AutoAgent: Self-Optimizing Finance AI Case Study

7 min read

AutoAgent is a self-optimizing eval loop that sits on top of an existing AI agent and continuously improves the agent’s prompt contract — its SKILL.md — without any human intervention.

The core idea is borrowed from software testing: instead of writing a new test suite for every model change, you maintain a golden set of verified query/answer pairs, run the live agent against them on every iteration, score the outputs with a dual (rule + LLM) scorer, and let a meta-LLM propose targeted edits to the prompt contract when scores are low. If an edit improves the average score it is committed; if not, it is discarded.

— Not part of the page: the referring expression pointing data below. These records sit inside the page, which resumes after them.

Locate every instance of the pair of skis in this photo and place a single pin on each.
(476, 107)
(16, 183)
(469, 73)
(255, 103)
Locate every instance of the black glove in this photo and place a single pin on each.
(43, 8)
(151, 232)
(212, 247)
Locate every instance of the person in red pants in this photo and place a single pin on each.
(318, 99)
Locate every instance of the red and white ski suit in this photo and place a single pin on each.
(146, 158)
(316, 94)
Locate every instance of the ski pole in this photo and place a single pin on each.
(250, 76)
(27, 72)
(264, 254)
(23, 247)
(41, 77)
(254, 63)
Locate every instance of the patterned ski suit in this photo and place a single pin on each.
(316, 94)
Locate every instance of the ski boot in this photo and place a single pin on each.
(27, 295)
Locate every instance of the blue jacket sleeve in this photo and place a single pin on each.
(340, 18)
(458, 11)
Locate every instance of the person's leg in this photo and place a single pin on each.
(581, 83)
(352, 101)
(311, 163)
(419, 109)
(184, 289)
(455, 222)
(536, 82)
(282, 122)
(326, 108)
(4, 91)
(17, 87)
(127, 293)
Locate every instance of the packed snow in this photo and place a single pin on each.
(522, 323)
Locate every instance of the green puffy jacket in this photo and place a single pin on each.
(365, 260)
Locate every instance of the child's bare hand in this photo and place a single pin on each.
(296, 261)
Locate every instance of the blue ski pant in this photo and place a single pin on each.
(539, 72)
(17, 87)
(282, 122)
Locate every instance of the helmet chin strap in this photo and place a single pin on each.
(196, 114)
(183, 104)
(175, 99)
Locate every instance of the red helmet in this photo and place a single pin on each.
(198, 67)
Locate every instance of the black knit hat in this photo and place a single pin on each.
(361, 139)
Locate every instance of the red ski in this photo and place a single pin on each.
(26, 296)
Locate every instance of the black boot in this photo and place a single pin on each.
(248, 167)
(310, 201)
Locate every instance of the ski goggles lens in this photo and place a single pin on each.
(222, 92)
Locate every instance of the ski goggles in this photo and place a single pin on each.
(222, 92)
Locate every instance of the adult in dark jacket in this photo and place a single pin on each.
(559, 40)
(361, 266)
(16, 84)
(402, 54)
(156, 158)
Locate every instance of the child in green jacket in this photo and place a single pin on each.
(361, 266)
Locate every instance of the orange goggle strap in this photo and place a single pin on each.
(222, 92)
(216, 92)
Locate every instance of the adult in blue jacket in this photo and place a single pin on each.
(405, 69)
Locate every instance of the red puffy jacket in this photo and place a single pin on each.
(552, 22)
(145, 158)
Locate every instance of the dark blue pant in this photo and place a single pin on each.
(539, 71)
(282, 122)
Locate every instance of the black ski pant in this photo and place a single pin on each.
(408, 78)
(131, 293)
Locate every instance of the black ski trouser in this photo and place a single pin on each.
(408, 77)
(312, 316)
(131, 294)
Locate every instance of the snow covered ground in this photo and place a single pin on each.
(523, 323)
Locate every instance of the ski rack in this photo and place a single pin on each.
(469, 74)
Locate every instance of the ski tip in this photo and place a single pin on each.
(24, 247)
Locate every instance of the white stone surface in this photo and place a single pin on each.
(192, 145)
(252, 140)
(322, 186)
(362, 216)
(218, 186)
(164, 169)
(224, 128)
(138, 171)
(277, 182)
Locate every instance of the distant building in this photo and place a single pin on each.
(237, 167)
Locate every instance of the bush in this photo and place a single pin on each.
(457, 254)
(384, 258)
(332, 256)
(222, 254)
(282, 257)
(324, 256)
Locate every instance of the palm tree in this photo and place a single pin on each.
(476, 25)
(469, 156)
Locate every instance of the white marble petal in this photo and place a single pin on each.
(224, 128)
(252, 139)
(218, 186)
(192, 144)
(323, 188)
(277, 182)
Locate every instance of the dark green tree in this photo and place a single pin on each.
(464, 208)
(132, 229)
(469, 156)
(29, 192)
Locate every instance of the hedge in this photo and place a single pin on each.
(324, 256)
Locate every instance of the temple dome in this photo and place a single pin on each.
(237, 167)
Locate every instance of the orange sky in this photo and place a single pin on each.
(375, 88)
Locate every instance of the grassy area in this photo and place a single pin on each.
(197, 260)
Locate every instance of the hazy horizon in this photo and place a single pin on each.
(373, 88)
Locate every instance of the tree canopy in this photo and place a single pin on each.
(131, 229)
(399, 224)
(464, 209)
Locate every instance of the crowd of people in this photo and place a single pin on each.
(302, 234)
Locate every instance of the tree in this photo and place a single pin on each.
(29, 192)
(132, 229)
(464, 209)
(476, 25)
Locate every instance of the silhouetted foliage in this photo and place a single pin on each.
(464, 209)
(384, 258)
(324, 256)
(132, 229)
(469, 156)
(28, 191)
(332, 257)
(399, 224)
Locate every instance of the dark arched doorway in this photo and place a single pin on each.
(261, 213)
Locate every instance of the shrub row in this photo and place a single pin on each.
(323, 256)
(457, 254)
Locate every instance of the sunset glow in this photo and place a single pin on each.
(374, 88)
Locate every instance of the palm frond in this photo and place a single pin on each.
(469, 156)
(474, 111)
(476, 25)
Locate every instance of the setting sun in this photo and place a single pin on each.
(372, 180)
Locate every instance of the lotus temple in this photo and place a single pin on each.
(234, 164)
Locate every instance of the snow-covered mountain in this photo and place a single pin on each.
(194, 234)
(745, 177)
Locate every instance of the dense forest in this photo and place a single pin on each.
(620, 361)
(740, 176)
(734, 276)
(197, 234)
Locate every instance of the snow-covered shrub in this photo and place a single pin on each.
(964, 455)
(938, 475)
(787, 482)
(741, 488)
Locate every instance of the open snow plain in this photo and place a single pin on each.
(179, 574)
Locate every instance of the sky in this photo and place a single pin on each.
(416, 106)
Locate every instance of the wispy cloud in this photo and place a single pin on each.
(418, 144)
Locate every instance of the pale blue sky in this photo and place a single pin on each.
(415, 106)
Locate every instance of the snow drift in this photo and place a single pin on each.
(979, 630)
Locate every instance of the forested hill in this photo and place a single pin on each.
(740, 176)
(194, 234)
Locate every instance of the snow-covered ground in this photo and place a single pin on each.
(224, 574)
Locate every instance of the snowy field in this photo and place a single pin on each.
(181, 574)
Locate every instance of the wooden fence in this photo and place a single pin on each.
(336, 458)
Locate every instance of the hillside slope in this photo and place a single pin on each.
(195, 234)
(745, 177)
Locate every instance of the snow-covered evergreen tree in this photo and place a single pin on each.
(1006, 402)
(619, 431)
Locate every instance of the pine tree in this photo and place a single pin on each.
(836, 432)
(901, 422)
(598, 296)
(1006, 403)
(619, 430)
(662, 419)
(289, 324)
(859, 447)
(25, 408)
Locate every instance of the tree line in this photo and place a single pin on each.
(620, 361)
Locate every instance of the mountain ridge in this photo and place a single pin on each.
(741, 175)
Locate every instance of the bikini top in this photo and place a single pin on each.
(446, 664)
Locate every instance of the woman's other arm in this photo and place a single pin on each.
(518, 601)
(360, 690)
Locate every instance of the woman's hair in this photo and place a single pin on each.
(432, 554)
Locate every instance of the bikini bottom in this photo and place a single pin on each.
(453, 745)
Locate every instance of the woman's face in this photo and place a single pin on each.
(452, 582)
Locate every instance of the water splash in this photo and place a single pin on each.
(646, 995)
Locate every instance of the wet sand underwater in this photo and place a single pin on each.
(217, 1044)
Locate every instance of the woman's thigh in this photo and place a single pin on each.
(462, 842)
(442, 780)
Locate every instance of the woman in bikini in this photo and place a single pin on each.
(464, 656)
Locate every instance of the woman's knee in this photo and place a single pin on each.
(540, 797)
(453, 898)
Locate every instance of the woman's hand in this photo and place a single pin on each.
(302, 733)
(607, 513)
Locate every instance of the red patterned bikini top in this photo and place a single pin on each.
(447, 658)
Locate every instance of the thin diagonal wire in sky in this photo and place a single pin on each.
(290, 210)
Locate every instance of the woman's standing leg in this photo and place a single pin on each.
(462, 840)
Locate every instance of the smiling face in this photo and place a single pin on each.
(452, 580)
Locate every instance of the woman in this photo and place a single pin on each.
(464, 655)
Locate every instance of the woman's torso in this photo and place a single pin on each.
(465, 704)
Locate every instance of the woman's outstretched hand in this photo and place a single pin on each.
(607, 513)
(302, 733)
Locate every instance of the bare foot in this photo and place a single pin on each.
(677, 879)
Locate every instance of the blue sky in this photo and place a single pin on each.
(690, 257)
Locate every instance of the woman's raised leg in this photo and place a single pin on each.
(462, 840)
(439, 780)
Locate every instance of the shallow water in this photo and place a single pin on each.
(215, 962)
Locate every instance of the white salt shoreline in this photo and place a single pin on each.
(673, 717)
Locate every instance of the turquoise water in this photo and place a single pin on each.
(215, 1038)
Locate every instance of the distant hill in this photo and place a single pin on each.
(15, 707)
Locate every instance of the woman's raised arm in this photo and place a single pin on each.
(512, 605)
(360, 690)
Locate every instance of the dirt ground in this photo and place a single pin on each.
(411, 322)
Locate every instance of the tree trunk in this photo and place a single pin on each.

The loop runs until a plateau is hit or a target threshold is reached.

while not plateau:
    responses = agent.run(golden_queries) # live calls
    scores = dual_scorer(responses, goldens) # hard + LLM
    
    if avg(scores) > best:
        skill_md = meta_llm.propose_edit(skill_md, failing_cases)
        commit()
        snapshot()
    else:
        discard()
        no_improvement += 1

This makes prompt engineering measurable, reversible, and automated — a property that becomes essential when the agent has to answer questions across multiple live data platforms simultaneously.

The Multi-Data-Platform Context

Modern enterprise finance intelligence is not a single-source problem. "How did operating expenses trend against headcount this quarter?" touches at least three systems. Each platform has its own schema quirks, authentication flow, and output format expectations. The agent from modern agentic systems stitches them together via a Skills pattern.

Solution — AutoAgent Eval Loop

AutoAgent wraps any individual skill’s live agent in an automated hill-climbing loop:

  1. Golden Set — 20 hand-curated query/answer pairs per skill, covering the domain’s key report types.
  2. Dual Scorer — every live response is scored on two axes (regex extraction + LLM semantic check).
  3. Meta-LLM Edit — Bedrock Sonnet receives the current SKILL.md and failing cases to propose an edit.
  4. Keep-or-Discard — if the new average exceeds the best so far, it is committed.

Lessons Learned

  • The dual-scorer is fast and cheap. Haiku judge calls cost < $0.001 per scored case.
  • A golden set of only 20 cases was enough to detect regime changes in agent output.
  • Snapshotting every kept SKILL.md version makes regression rollback trivial.